…continued
A Pupil PrimerHigh-Power Effects
At the other end of the scale, there is such a thing as too small an exit pupil. The basic limit is imposed by the diffraction inherent in any telescope's aperture. Use a magnification of more than 50x per inch of aperture, even in perfect atmospheric seeing, and you're just magnifying diffraction fuzz. This means the minimum useful pupil size for any telescope is 0.5 mm.
But even with a 1-mm pupil you're likely to notice some bothersome effects. You may see your retina's blood vessels superimposed on Jupiter, along with "floaters" microscopic specks and strings of junk in your eyeball fluid. Floaters tend to increase with age.
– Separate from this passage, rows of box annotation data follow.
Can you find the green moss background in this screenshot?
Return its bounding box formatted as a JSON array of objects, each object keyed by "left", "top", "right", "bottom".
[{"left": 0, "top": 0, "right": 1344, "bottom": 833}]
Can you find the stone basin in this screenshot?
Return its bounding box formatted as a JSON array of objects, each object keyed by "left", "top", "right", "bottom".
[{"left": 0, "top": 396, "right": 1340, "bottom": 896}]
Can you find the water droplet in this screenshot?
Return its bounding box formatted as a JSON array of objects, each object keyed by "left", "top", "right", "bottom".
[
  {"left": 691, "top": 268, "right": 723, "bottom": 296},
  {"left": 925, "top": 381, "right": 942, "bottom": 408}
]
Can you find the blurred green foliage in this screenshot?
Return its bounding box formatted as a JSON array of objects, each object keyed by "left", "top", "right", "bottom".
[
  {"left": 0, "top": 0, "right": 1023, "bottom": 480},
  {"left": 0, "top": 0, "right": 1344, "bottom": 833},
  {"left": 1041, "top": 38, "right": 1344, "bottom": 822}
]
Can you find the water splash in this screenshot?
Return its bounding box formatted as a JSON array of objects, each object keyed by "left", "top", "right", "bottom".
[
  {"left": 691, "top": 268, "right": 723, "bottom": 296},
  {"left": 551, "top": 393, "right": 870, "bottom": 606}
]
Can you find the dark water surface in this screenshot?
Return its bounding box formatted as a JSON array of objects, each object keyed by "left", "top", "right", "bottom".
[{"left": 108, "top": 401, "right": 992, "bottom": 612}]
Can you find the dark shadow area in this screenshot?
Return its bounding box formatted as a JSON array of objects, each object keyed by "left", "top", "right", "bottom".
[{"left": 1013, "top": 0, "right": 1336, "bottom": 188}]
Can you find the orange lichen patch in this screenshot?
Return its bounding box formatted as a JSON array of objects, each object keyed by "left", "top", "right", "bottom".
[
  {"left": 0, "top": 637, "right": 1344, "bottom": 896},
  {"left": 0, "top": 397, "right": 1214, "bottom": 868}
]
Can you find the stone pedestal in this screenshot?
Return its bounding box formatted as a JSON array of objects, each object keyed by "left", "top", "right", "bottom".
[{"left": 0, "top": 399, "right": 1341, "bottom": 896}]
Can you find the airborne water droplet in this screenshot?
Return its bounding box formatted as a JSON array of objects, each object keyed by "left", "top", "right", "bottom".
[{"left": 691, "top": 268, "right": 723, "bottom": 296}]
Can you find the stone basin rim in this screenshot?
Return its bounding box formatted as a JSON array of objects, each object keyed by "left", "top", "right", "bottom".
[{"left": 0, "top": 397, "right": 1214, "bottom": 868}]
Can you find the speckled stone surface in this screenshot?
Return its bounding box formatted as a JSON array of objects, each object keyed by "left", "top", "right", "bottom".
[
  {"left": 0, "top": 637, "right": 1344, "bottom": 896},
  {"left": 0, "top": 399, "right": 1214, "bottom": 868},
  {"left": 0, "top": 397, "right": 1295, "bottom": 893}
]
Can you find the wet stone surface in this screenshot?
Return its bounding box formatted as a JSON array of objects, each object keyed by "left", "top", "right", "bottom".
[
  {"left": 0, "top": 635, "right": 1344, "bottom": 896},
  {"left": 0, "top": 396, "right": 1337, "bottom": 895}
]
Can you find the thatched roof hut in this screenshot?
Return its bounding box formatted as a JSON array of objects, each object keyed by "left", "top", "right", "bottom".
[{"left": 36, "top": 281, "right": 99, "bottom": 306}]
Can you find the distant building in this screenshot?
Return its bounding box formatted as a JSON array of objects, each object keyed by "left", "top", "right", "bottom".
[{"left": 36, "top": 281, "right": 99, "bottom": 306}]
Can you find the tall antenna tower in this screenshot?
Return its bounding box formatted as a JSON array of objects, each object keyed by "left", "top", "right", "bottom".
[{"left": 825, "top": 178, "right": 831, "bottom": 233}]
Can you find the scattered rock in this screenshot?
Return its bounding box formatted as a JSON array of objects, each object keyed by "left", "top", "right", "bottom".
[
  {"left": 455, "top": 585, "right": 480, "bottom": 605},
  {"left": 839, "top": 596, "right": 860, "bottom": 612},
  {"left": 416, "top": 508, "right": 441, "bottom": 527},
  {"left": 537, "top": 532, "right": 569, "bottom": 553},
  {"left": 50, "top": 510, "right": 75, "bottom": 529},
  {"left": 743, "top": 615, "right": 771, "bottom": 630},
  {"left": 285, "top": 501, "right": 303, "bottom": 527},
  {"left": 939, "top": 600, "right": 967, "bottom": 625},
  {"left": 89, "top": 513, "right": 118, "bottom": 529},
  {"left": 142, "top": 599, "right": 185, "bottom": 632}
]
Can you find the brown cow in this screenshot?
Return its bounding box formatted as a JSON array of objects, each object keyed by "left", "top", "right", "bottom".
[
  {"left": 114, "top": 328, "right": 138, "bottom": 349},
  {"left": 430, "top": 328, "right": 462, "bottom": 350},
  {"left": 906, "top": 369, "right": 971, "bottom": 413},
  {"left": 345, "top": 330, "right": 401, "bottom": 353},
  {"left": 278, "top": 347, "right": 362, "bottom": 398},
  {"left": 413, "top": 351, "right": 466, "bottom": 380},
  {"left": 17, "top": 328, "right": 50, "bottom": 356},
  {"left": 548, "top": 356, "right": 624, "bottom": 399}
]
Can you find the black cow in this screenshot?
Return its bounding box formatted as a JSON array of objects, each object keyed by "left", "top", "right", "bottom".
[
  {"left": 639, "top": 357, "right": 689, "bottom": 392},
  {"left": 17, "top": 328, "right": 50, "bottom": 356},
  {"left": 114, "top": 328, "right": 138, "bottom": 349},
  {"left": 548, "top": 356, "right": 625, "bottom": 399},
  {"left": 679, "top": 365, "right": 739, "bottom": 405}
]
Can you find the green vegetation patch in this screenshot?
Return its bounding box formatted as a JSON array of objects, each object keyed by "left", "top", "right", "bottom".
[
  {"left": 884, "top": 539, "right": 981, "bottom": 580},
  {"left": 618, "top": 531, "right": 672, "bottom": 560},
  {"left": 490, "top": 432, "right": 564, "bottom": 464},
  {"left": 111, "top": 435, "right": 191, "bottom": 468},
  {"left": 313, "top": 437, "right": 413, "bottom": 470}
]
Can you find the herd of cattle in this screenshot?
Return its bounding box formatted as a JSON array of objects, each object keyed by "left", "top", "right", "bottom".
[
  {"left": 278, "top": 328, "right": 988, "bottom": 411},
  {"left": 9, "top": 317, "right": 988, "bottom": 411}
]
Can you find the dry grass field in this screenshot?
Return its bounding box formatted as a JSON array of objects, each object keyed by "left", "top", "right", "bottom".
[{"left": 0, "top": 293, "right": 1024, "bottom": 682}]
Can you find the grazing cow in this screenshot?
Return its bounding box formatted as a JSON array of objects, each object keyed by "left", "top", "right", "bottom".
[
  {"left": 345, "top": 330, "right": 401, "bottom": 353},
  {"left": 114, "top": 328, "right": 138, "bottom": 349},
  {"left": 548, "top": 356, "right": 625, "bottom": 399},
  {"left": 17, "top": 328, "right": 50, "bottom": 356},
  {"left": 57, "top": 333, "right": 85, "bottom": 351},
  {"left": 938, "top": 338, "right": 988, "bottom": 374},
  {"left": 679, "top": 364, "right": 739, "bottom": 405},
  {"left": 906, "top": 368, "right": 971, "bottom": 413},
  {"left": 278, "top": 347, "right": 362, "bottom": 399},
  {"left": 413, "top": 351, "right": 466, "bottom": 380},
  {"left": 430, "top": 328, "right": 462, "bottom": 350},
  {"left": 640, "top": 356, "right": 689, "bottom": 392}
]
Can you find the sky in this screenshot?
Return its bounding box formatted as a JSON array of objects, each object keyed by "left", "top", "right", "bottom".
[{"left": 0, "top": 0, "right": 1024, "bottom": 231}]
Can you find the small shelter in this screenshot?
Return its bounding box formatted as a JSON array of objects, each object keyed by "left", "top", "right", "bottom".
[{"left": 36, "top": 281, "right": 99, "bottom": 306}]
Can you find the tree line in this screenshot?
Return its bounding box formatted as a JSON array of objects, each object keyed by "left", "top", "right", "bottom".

Other fine irregularities may be visible too.
Normally the neural network behind your retina does a remarkable job of image-processing all these things out of view. However, it tends to get thrown for a loop when the image is formed by narrow light cones from a tiny pupil. This is only logical. The eye never uses a 1-mm pupil in nature, so our visual processing system didn't evolve to fix whatever problems such a small pupil presents. If you keep glimpsing floaters, graininess, and blood vessels at very high power, ignore them.
A more pressing problem with small pupils is the issue of eye relief. This is how far the exit pupil floats behind the glass of the eyepiece. The amount of eye relief depends greatly on the eyepiece design. However, the smaller the exit pupil the closer to the glass it will probably be.
Since you have to get the exit pupil into your eye, you may have to crowd in mighty close. If you need to wear glasses while observing (to correct for astigmatism, say), you may not be able to get your eyes close enough to see the whole field of view. Check this before buying binoculars.
On a telescope, you can obtain good eye relief at high power by using a moderately long-focus eyepiece with a Barlow lens. Barlows once had a poor reputation, but modern, well-designed ones with multicoated lens elements do not degrade the image significantly. In my 12.5-inch, I really can't see the difference between the 180x view in a 10.5-mm eyepiece and the 180x view in a 26-mm eyepiece of the same design with a 2.5x Barlow except that the latter gives more comfortable eye relief.
When all is said and done, you'll probably end up most pleased with a telescope's views when its exit pupil is from 2 to 5 mm across. By no coincidence, this is just about the everyday working size of the pupils that nature gave you.